The other part is knowing how much it means in the early days to have someone understand and support your vision. One of the first people who really believed in me and my co-founder back in 2020 was Ali Partovi at Neo, which has grown into one of the most impressive early-stage firms, early in companies like Cursor and Cognition and Kalshi. Having someone with some experience and standing say they get it, that they think you can do it, and then make introductions, meant a lot. Part of why you invest later is to pay that forward.
On FDE specifically, it is just a well-established business model now. If you are doing B2B, the biggest growth levers tend to come from landing large contracts, and that naturally puts you on the path to having an FDE function.
Most readers of this newsletter are still getting familiar with the role. Why do you think FDE is going to spread across so many companies?
It is the trend of the last year or two, and trends can change, but from what I can tell every early-stage B2B company with any enterprise ambition is creating something like FDE. They might call it something different. It is some combination of what large customers expect, how software is delivered, and how much easier coding agents have made the actual building. That mix of industry dynamics and the evolution of tech has created the role, and the growth has been an absolute explosion. I think it is roughly a hundred times year over year.
We finished where we started, with the path that got him here.
Last question. You have moved across physics, high-frequency trading, search, teaching, founding, FDE, and agents. Do you have a theory for why you have crossed so many domains, or did you just take what felt right at the time?

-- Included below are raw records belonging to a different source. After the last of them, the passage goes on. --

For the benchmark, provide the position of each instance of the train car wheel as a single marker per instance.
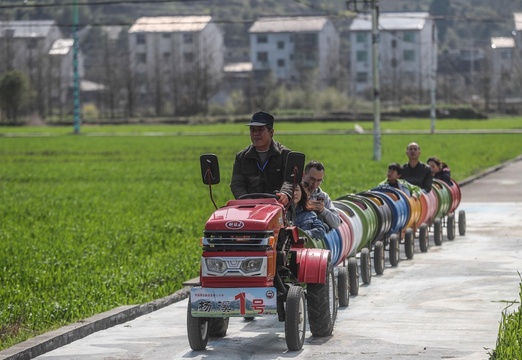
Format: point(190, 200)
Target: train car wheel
point(366, 266)
point(462, 223)
point(378, 257)
point(451, 226)
point(423, 238)
point(394, 250)
point(437, 232)
point(353, 275)
point(343, 286)
point(409, 244)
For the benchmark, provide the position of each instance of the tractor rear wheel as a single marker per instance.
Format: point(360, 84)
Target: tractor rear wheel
point(423, 238)
point(409, 243)
point(366, 266)
point(197, 331)
point(437, 232)
point(462, 223)
point(353, 274)
point(343, 286)
point(451, 226)
point(295, 318)
point(394, 250)
point(322, 305)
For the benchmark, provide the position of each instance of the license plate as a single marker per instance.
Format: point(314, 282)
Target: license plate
point(236, 302)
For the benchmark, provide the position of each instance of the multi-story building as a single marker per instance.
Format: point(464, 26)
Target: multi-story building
point(176, 61)
point(294, 48)
point(407, 55)
point(502, 56)
point(25, 46)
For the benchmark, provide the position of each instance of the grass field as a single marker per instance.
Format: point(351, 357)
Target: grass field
point(113, 216)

I actually don’t think my background is nearly as extreme as some people I’ve met, like a former colleague who dropped out of college, worked on video games, then high-frequency trading, then AI. I do not think my path is a wild outlier. Everyone is on their own path to find a place where the work aligns with their skills and values, and it took me a while to find what I was most passionate about. I have found something I feel I’m thriving in and highly aligned with now.
It is a big journey of self-discovery. Some people genuinely love big tech, the stability, the consistency, working on a specific set of problems that do not change dramatically over time. There is a wide range of archetypes for what people look for, and everyone should be seeking out the one that fits them, especially early on. Explore, and then exploit later.
Leo Mehr is Director of Engineering at Ramp, where he leads Forward Deployed Engineering and the Agent Developer Platform.